# period doubling

## Period doubling

A scenario for the transition of a natural process from regular motion to chaos. Various natural processes develop in time in a way that depends upon prevailing environmental details. A quantity that specifies the particular state of the environment of a process is called a parameter, and is taken as a fixed value over the course of development of the process.

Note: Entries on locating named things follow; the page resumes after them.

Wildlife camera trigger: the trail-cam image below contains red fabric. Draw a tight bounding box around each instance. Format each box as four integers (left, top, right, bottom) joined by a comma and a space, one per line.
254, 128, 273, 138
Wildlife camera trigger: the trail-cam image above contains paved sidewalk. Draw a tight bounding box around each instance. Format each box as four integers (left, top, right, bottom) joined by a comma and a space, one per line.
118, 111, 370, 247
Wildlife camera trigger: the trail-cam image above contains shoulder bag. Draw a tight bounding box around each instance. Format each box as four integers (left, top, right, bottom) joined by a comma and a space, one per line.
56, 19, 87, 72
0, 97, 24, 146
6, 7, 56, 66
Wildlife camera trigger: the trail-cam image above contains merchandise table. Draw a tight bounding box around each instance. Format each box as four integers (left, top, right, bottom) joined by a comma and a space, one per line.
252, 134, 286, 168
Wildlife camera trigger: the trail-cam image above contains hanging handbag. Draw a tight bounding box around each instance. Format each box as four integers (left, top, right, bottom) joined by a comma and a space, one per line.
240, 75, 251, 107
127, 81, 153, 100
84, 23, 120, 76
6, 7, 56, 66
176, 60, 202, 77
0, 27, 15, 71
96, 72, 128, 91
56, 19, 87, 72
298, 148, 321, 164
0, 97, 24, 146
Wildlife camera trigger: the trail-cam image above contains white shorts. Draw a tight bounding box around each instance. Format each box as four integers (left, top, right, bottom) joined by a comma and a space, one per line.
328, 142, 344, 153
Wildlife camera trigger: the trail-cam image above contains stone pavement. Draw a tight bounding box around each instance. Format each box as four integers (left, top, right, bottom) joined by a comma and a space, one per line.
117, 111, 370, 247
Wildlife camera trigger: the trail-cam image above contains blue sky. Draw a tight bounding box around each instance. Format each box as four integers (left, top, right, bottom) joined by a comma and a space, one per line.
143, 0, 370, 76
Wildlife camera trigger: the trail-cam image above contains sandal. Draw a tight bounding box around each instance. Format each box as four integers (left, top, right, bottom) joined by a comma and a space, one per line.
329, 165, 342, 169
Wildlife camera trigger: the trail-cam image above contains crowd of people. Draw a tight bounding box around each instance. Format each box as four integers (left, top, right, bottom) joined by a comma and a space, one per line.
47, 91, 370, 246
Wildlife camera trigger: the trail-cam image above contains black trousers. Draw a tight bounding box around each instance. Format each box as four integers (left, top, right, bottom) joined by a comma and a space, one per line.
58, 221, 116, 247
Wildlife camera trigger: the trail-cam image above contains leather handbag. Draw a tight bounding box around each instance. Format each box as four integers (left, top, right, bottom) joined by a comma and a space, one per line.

It is a frequent natural occurrence for a process to have a regular and easily describable motion for some range of parameters, but to have complex, irregular, and difficult-to-describe motions for other ranges of parameters. In the context of fluid flow, the latter circumstance is termed turbulence. In a more general context it is called chaos (which includes fluid turbulence but presages an underlying generality). *See* Fluid flow, Turbulent flow

Sometimes, as the environmental parameters are varied, a process may systematically exhibit more irregular motions, turning over into chaotic motion beyond some parameter value. In analogy to the phenomenology of phase transitions, this circumstance is termed a transition to chaos. There are a variety of qualitatively different transitions to chaos, each termed a scenario. Period doubling is one frequently encountered scenario leading to chaos for which a full theoretical account exists. Since it occurs in a wide variety of processes of significantly divergent physical characters (for example, fluid-flow, chemical reactions, and electronic devices), it is sensible to consider it as a phenomenon in its own right. *See* Phase transitions

In order to observe this scenario, it is sufficient that all but one parameter is held fixed. Over some range of this varied parameter (it shall be defined to increase over the range of investigation) the motion is observed to be periodic. Above a certain value of the parameter the motion grows more complicated (a bifurcation has occurred): after the amount of time *T* for which the motion exactly repeated itself just prior to the bifurcation, the motion now slightly fails to do so, exactly repeating, however, after another *T* seconds. That is, the period has doubled from *T* to 2*T*. As the parameter is further increased, the error to repeat after the first half of the new period systematically increases. A still further increase of parameter produces another bifurcation resulting in a new doubling of the period: the motion slightly fails to repeat after two roughly periodic cycles, exactly doing so after four. As the parameter is further increased, there are successive period-doubling bifurcations, more and more closely spaced in parameter value until at a critical value the doubling has occurred an infinite number of times, so that the motion is now no longer periodic and hence of a more complex character than had yet been encountered. Unpredictably complex motions occur for values of the parameter above its critical value, although ranges of parameter still exist for which the system exhibits new periodic motions. Indeed any period-doubling system exhibits the same sequence of truly chaotic motion and interspersed periodicities as its parameter increases. Thus there is a strong degree of qualitatively universal behavior for all systems experiencing this scenario.

However, there is also a precise quantitative universality. That is, without knowing the system (or its equations) essentially all measurable quantities can be predicted: By looking at the data alone, it would not be possible to guess the physical system responsible for that data. Thus, reminiscent of thermodynamics, questions can be posed and answered in a general manner that bypasses the specific mechanisms governing any particular system.